Il dubbio sollevato dai giudici contabili riguarda l'art. 220 del dpr n. 1092/1973 (T.U. pensioni dipendenti civili e militari dello stato) che, nel determinare il trattamento di pensione dei lavoratori assicurati presso la Cassa Stato (nonchè i postali e i ferrovieri), non applica all'indennità integrativa speciale, peraltro confluita dal 1° gennaio 2003 nello stipendio tabellare ad opera della contrattazione collettiva, la maggiorazione (incremento) del 18% che è, invece, prevista per lo stipendio tabellare, la retribuzione individuale di anzianità, l'assegno ad personam, l'indennità di vacanza contrattuale e, per il personale militare, gli eventuali scatti pensionabili di cui all'articolo 3 della legge 539/1950 e sulle quote mensili di cui all'articolo 161 della legge 312/1980 per il personale dirigenziale. Tale maggiorazione, come noto, determina un incremento virtuale delle predette voci retributive, assoggettato a contribuzione previdenziale, con il risultato di ottenere una pensione più elevata rispetto allo stipendio effettivamente erogato.

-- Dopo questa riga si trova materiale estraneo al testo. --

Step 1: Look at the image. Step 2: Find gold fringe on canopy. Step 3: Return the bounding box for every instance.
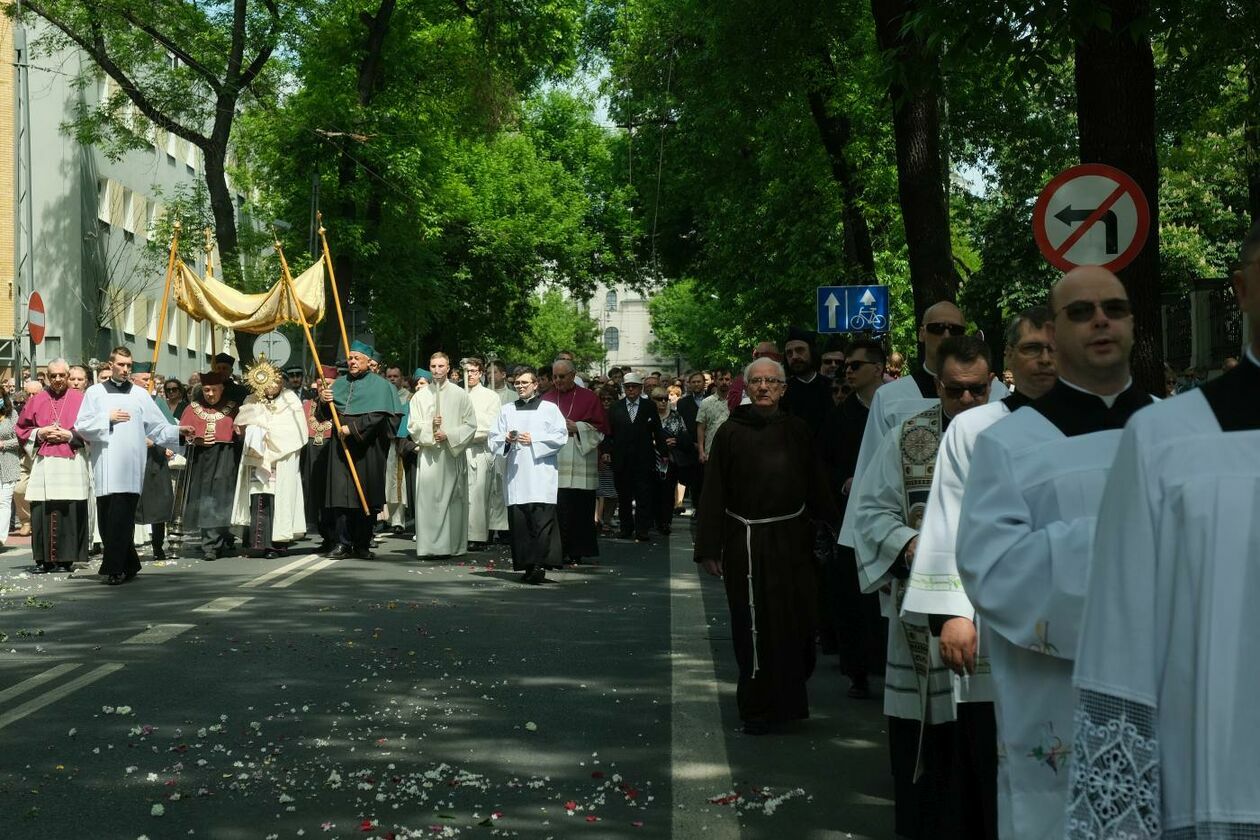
[174,259,324,335]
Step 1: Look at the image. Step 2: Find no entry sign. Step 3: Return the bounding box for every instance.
[26,292,44,344]
[1032,164,1150,271]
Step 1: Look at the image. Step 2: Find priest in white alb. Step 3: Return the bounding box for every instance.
[407,353,476,557]
[837,301,1007,548]
[232,359,307,557]
[464,356,508,550]
[490,368,568,584]
[849,336,992,840]
[1067,224,1260,840]
[901,306,1055,840]
[955,267,1152,840]
[542,359,609,563]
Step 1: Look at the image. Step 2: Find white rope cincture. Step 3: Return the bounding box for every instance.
[726,505,805,676]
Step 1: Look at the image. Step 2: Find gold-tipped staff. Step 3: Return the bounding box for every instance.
[276,230,372,516]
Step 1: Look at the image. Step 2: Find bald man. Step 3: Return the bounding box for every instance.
[956,267,1152,840]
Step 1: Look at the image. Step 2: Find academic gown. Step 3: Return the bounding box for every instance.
[1067,353,1260,840]
[407,382,478,557]
[465,385,508,543]
[489,395,568,570]
[179,399,241,531]
[839,369,1009,548]
[955,380,1150,840]
[694,406,838,722]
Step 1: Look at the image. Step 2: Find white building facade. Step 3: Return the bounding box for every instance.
[0,16,229,379]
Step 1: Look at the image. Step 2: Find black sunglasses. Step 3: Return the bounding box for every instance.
[941,383,989,399]
[1058,297,1133,324]
[924,321,966,335]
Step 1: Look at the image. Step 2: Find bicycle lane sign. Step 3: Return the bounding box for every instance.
[818,286,888,334]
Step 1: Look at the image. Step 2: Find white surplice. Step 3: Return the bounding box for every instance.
[1067,389,1260,840]
[232,388,307,543]
[490,397,568,505]
[955,408,1120,840]
[74,382,179,496]
[837,377,1009,548]
[849,412,954,723]
[466,384,508,543]
[407,382,476,557]
[901,402,1011,703]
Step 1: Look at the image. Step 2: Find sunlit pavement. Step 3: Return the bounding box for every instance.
[0,528,892,840]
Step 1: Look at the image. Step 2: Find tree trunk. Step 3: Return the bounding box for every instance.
[1076,0,1164,394]
[808,80,876,275]
[871,0,959,322]
[319,0,397,360]
[1242,59,1260,224]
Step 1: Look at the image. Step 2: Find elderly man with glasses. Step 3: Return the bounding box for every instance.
[694,359,837,734]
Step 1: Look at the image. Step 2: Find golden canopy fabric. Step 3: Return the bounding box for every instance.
[174,259,324,334]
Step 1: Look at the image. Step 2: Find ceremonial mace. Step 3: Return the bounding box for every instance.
[276,228,372,516]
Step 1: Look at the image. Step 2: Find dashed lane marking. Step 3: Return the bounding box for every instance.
[669,536,740,840]
[0,662,79,703]
[122,625,197,645]
[241,554,319,589]
[271,557,336,589]
[0,662,122,729]
[193,597,253,612]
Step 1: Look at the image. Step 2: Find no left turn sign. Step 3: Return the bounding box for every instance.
[1032,164,1150,271]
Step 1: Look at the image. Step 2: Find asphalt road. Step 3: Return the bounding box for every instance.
[0,528,892,840]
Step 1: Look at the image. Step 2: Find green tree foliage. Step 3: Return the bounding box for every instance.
[496,288,604,370]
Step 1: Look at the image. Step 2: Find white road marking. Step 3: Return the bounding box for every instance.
[241,554,319,589]
[0,662,79,703]
[669,536,740,840]
[271,557,336,589]
[0,662,122,729]
[193,597,253,612]
[122,625,197,645]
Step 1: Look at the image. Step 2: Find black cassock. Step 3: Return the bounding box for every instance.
[183,443,241,533]
[696,406,837,722]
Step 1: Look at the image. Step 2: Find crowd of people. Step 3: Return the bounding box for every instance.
[696,225,1260,840]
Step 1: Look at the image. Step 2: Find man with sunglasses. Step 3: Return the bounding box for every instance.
[1067,224,1260,840]
[849,336,993,839]
[955,266,1152,840]
[902,306,1055,840]
[818,339,887,699]
[840,301,1007,559]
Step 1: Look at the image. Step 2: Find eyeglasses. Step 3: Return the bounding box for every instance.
[1016,341,1055,359]
[941,382,989,399]
[924,321,966,336]
[1056,297,1133,324]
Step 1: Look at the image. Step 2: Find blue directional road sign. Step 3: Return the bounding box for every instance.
[818,286,888,334]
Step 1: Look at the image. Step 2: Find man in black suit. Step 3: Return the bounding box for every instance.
[677,370,704,509]
[601,372,665,542]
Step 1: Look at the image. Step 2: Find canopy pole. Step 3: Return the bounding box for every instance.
[149,219,181,397]
[276,237,372,516]
[315,213,350,365]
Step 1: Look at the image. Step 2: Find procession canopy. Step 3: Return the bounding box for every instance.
[174,259,324,334]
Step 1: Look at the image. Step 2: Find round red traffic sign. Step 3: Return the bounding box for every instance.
[1032,164,1150,271]
[26,292,44,344]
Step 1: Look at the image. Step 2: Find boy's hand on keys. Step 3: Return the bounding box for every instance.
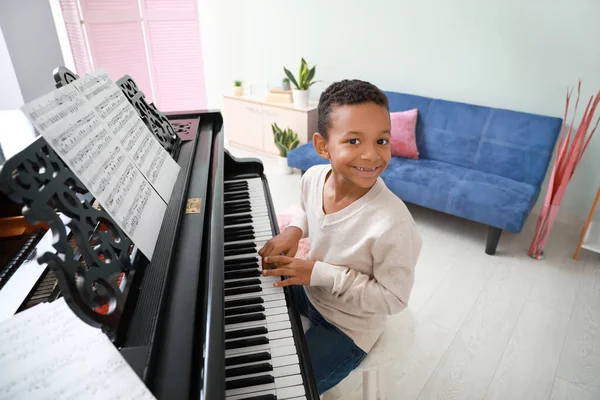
[258,226,302,269]
[263,256,315,287]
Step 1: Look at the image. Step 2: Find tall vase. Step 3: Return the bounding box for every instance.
[292,89,308,108]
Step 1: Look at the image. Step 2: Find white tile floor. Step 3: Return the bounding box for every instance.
[225,143,600,400]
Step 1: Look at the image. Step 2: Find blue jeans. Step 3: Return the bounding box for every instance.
[290,285,367,394]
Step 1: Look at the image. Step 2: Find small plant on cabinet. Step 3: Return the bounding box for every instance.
[233,81,244,96]
[283,58,317,108]
[271,123,299,174]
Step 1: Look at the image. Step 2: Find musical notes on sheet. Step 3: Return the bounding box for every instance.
[0,298,155,400]
[22,84,165,259]
[71,68,180,203]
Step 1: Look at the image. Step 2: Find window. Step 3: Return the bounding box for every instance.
[58,0,206,112]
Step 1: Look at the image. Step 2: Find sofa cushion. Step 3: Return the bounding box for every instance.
[390,108,419,159]
[381,157,538,232]
[385,92,562,186]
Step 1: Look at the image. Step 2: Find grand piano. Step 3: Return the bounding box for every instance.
[0,67,319,400]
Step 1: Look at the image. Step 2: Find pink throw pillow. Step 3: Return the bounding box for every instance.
[390,108,419,160]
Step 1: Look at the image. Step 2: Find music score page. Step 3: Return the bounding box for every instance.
[21,84,165,259]
[71,68,180,203]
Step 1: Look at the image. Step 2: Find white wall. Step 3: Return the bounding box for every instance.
[0,27,24,111]
[199,0,600,218]
[0,0,64,103]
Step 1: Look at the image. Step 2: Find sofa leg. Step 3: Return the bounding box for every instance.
[485,226,502,256]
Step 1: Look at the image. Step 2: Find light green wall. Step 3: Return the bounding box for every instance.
[199,0,600,218]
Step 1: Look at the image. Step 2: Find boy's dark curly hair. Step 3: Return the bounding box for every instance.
[317,79,389,139]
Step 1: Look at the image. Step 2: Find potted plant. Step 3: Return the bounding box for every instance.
[271,123,299,175]
[283,58,317,108]
[233,81,244,96]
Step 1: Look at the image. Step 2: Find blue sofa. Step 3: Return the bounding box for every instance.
[288,92,562,255]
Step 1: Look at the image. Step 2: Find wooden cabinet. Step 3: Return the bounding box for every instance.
[223,96,317,155]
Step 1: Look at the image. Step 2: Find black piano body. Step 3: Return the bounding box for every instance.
[0,67,319,400]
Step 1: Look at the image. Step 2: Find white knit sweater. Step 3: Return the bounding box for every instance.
[290,165,422,352]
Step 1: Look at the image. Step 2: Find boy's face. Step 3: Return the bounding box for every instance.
[313,103,392,189]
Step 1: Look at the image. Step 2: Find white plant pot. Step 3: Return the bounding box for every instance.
[277,156,292,175]
[292,89,308,108]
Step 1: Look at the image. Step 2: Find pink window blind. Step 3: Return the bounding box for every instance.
[142,0,206,111]
[60,0,92,75]
[79,0,152,101]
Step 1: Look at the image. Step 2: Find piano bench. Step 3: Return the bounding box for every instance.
[300,315,397,400]
[355,322,398,400]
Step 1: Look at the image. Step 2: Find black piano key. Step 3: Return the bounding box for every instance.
[225,279,260,289]
[224,192,250,201]
[224,268,260,280]
[225,375,275,390]
[223,247,258,257]
[223,186,250,197]
[225,326,269,340]
[225,297,265,308]
[225,242,256,250]
[225,304,265,317]
[225,286,262,296]
[240,394,277,400]
[224,232,256,242]
[223,205,252,215]
[225,351,271,367]
[223,200,250,210]
[223,182,248,193]
[225,313,267,325]
[225,363,273,378]
[223,182,248,194]
[223,247,258,257]
[223,258,258,271]
[224,226,254,237]
[225,336,269,350]
[225,257,256,266]
[223,215,254,226]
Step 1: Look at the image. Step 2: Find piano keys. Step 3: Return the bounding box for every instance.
[0,69,319,400]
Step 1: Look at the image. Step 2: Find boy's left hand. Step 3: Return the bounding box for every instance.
[263,256,315,287]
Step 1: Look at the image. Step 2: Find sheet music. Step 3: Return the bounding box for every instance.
[72,68,180,203]
[22,85,167,259]
[0,298,155,400]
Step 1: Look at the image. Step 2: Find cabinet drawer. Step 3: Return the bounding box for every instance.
[223,98,263,150]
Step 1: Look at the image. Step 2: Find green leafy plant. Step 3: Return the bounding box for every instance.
[271,123,300,157]
[283,58,317,90]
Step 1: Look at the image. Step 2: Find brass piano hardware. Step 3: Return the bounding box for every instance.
[185,197,202,214]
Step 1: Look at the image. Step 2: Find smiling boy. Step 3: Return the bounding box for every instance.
[259,80,422,393]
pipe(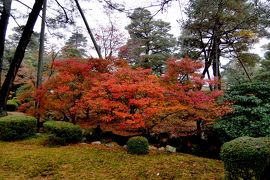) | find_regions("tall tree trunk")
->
[0,0,12,87]
[0,0,43,116]
[75,0,102,59]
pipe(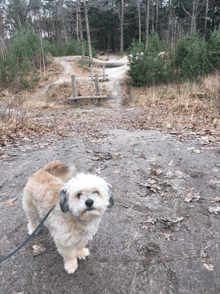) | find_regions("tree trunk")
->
[137,0,141,44]
[190,0,197,35]
[144,0,150,50]
[77,0,85,62]
[76,5,80,42]
[59,0,68,43]
[83,0,92,64]
[120,0,124,52]
[151,0,154,32]
[203,0,209,41]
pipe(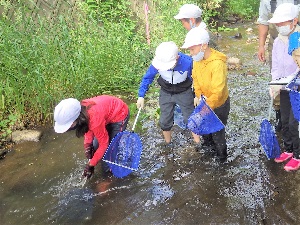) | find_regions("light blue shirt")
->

Tale criterio trovava giustificazione in origine per compensare la mancata valutazione dello stipendio accessorio nella base pensionabile per i dipendenti pubblici rispetto ai lavoratori dipendenti del settore privato. Dal 1° gennaio 1996, con l'entrata nella base pensionabile anche dello stipendio accessorio, si è quindi stabilita la regola secondo la quale lo stipendio accessorio fosse pensionabile solo nella misura superiore al 18% delle predetta maggiorazione.
La decisione
Secondo il giudice delle leggi l'esclusione, in assenza di «esigenze di contenimento della spesa pensionistica», contrasterebbe con gli artt. 36 e 38 della Costituzione che garantiscono al lavoratore, in caso di vecchiaia, i mezzi necessari e adeguati alle esigenze di vita e proporzionati alla quantità e qualità del lavoro prestato. Peraltro, nel negare rilievo alla previsione negoziale (cioè il CCNL) che ha incluso nello stipendio l'indennità, sacrificherebbe il ruolo della contrattazione collettiva chiamata a garantire la proporzionalità tra retribuzione e quantità e qualità del lavoro svolto (poiché la pensione è qualificabile come «retribuzione differita»).
Per la Consulta le ragioni sono, quindi, insufficienti per dichiarare incostituzionale la norma e, quindi, per far applicare la maggiorazione del 18% anche all'indennità integrativa speciale. In difetto di una norma espressa, l'incremento del 18% non si applica. Pur se esclusa dall'incremento del 18%, l'indennità integrativa speciale non cessa di costituire, in quanto parte della retribuzione, una componente utile ai fini del computo della base pensionabile. In conclusione, secondo la Corte non c'è alcun irragionevole sostemento tra pensioni e retribuzioni, tale da compromettere la complessiva adeguatezza e proporzionalità della pensione, né può ritenersi pregiudicato il nucleo intangibile dei diritti degli artt. 36 e 38 della Costituzione.